Russie : Wikimedia fait appel de sa condamnation pour désinformation

Russie : Wikimedia fait appel de sa condamnation pour désinformation
Événements

La fondation Wikimedia, qui finance l’encyclopédie en ligne Wikipedia, a décidé de faire appel de sa condamnation par la justice russe d’une amende de 60 000 euros pour désinformation. Certes, il est évident que cet appel n’aboutira pas. Mais, symboliquement, Wikimedia entend marquer le coup. Et assumer pleinement sa défense de la liberté d’expression.

« La fondation Wikimedia estime que les informations publiées sur Wikipédia doivent être protégées par la liberté d’expression et ne constituent pas de la désinformation, contrairement aux conclusions du tribunal ».

Wikimedia conteste sa condamnation pour désinformation par le tribunal de Moscou

C’est par ces mots que s’ouvre le communiqué publiée par la fondation Wikimedia pour justifier sa décision de faire appel de sa condamnation, le 8 avril 2022, à 60 000 euros d’amende pour « désinformation », par le tribunal de Moscou.

La justice russe reprochait à la fondation la teneur d’une dizaine de pages de Wikipédia, rédigées en langue russe, et détaillant les tenants et les aboutissants de l’invasion de l’Ukraine par l’armée russe.

Évidemment, ces pages s’appuyaient sur des sources fiables, et s’écartaient très largement de la doxa du Kremlin sur ce sujet. Le commentaire du Roskomnadzor, le régulateur russe d’Internet, était d’ailleurs limpide sur cette question.

« L’opération militaire spéciale visant à protéger les Républiques populaires de Donetsk et de Louhansk »

Il indiquait notamment que ces pages contenaient « des informations inexactes sur l’opération militaire spéciale visant à protéger les Républiques populaires de Donetsk et de Louhansk pour la démilitarisation et la dénazification de l’Ukraine ».

La justice étant aux ordres de Moscou, l’appel n’a aucune chance d’aboutir. Mais c’est l’occasion, pour Wikimedia, de rappeler son positionnement en faveur de la liberté d’expression, de la démarche scientifique et de la vérification des sources.

Wikimedia estime que la Russie n’a aucune juridiction sur elle

« Cette décision de justice implique que des informations sourcées et vérifiées, mais qui contredisent les affirmations du gouvernement russe constituent de la désinformation. Nous demandons à la justice de revenir sur sa décision au bénéfice de l’accès de tous et toutes à la connaissance et à la liberté d’expression », précise le responsable des affaires juridiques de Wikimédia, Stephen LaPorte.

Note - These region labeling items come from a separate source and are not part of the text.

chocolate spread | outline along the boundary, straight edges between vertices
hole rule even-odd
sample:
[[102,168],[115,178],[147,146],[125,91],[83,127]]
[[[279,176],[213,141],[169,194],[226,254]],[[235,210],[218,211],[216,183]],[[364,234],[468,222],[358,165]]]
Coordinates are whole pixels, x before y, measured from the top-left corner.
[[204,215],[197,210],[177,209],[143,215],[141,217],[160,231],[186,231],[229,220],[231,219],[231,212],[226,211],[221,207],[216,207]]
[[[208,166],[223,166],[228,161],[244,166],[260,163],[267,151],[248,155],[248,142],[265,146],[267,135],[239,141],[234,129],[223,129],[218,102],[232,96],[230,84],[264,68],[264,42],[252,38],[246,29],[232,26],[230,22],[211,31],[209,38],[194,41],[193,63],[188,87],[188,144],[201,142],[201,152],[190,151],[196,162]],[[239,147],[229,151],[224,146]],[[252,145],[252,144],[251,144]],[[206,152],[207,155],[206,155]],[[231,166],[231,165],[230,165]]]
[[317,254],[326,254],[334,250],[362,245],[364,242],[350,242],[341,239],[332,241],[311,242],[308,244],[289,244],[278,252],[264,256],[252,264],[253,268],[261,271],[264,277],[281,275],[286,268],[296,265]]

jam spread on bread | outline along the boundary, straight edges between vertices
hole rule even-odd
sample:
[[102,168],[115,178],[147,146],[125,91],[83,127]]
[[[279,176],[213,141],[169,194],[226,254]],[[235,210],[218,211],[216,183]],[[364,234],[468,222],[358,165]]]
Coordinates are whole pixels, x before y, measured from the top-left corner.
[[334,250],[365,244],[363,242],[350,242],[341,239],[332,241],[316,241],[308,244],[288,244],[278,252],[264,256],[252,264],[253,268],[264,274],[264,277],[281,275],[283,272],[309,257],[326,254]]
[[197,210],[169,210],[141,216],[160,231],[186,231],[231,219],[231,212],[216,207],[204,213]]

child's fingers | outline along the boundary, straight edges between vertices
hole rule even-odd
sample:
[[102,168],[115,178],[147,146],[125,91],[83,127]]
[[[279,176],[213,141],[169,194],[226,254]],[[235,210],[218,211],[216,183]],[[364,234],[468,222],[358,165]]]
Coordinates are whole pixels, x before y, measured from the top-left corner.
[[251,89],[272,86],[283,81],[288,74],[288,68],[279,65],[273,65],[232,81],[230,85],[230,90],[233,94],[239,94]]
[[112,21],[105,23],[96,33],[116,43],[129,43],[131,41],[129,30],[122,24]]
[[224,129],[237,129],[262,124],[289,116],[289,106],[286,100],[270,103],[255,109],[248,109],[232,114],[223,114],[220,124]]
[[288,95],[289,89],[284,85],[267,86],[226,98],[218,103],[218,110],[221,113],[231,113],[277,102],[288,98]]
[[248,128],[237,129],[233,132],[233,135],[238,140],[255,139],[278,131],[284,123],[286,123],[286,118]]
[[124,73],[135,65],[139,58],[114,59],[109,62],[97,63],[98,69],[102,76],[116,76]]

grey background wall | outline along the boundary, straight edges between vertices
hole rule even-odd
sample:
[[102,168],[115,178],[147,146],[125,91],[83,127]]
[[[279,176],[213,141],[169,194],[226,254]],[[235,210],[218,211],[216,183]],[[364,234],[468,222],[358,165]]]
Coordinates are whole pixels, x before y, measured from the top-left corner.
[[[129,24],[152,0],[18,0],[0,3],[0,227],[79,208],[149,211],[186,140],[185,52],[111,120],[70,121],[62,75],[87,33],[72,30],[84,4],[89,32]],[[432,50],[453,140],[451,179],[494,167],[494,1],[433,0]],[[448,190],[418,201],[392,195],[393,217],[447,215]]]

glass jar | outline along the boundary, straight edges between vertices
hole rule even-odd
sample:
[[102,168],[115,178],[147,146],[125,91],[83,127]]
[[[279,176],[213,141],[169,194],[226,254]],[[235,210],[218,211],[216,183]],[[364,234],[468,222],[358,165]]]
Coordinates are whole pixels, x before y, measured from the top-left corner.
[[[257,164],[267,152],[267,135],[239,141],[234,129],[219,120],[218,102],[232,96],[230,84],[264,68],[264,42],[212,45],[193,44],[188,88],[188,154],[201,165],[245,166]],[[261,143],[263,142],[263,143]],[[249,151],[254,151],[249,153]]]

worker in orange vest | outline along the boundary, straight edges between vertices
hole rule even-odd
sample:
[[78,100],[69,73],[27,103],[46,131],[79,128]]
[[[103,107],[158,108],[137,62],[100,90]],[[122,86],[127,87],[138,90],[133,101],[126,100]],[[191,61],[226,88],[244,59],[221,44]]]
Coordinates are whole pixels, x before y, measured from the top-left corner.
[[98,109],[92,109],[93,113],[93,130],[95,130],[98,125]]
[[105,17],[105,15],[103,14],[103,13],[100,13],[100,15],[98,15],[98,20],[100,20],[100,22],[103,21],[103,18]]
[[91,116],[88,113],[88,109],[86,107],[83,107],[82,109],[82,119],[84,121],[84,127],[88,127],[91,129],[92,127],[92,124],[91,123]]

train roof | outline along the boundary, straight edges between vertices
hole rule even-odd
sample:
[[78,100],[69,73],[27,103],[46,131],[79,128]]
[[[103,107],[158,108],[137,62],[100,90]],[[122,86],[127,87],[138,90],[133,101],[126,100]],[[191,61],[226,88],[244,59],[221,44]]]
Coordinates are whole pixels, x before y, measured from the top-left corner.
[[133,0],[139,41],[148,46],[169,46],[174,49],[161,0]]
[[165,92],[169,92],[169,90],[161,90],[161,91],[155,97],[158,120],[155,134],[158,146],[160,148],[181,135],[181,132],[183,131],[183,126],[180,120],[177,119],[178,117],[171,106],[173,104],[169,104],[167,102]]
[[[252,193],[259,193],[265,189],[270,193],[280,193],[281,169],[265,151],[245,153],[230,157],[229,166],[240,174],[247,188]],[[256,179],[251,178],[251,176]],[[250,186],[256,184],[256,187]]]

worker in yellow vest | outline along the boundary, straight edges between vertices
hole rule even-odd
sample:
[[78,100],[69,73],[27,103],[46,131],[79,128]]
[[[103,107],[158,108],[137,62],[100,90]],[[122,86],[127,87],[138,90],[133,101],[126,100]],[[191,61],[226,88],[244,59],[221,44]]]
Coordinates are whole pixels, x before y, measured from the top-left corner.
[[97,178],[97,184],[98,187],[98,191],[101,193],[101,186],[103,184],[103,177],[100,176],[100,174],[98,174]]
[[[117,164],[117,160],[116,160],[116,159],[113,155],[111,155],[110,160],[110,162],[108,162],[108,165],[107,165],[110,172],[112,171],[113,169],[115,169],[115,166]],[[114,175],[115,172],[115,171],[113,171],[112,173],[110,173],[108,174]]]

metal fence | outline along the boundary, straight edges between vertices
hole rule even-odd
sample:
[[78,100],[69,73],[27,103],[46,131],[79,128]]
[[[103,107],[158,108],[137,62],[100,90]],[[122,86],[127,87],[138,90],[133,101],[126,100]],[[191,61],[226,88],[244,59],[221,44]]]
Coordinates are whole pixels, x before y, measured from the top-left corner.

Wikimedia en profite également pour souligner que la fondation se contente de financer et d’organiser la publication des différentes versions de l’encyclopédie. Mais qu’elle n’exerce aucun contrôle éditorial sur ce qui y est publié. La charte de l’encyclopédie, qui impose un style universitaire et l’utilisation de sources solides, est le seul garde-fou imposé à la communauté de contributeur.

La fondation rappelle donc que la Russie n’a aucune juridiction sur elle, puisqu’elle n’est pas l’éditeur de la version russe de Wikipédia…

Opération « place nette » sur l’Internet et les médias russes

Au lendemain de l’entrée des troupes russe en Ukraine, le Roskomnadzor s’était lancé dans une vaste opération pour purger l’Internet russe de toute voix dissidente de celle du Kremlin.

Le régulateur avait notamment ordonné le blocage de tous les sites web, pages de réseaux sociaux ou plateformes soupçonnés de publier des informations contraires à la ligne officielle de Moscou sur cette « opération spéciale ».

La Novaïa Gazetta s’enfuit en Lettonie

Menacé de procès et de censure, le dernier média russe indépendant, le tri-hebdomadaire Novaïa Gazetta, avait annoncé le 28 mars 2022 la suspension de sa publication jusqu’à la fin du conflit.

A partir d’avril 2022, il a mis en place une nouvelle édition, baptisée Novaïa Gazeta Europe, et située à Riga, en Lettonie, hors du champ de la censure russe, mais circulant probablement sous le manteau en Russie.

Le rédacteur en chef de Novaïa Gazetta, Dmitri Mouratov, avait obtenu en 2021 le Prix Nobel de la Paix, conjointement avec la journaliste philippine Maria Ressa.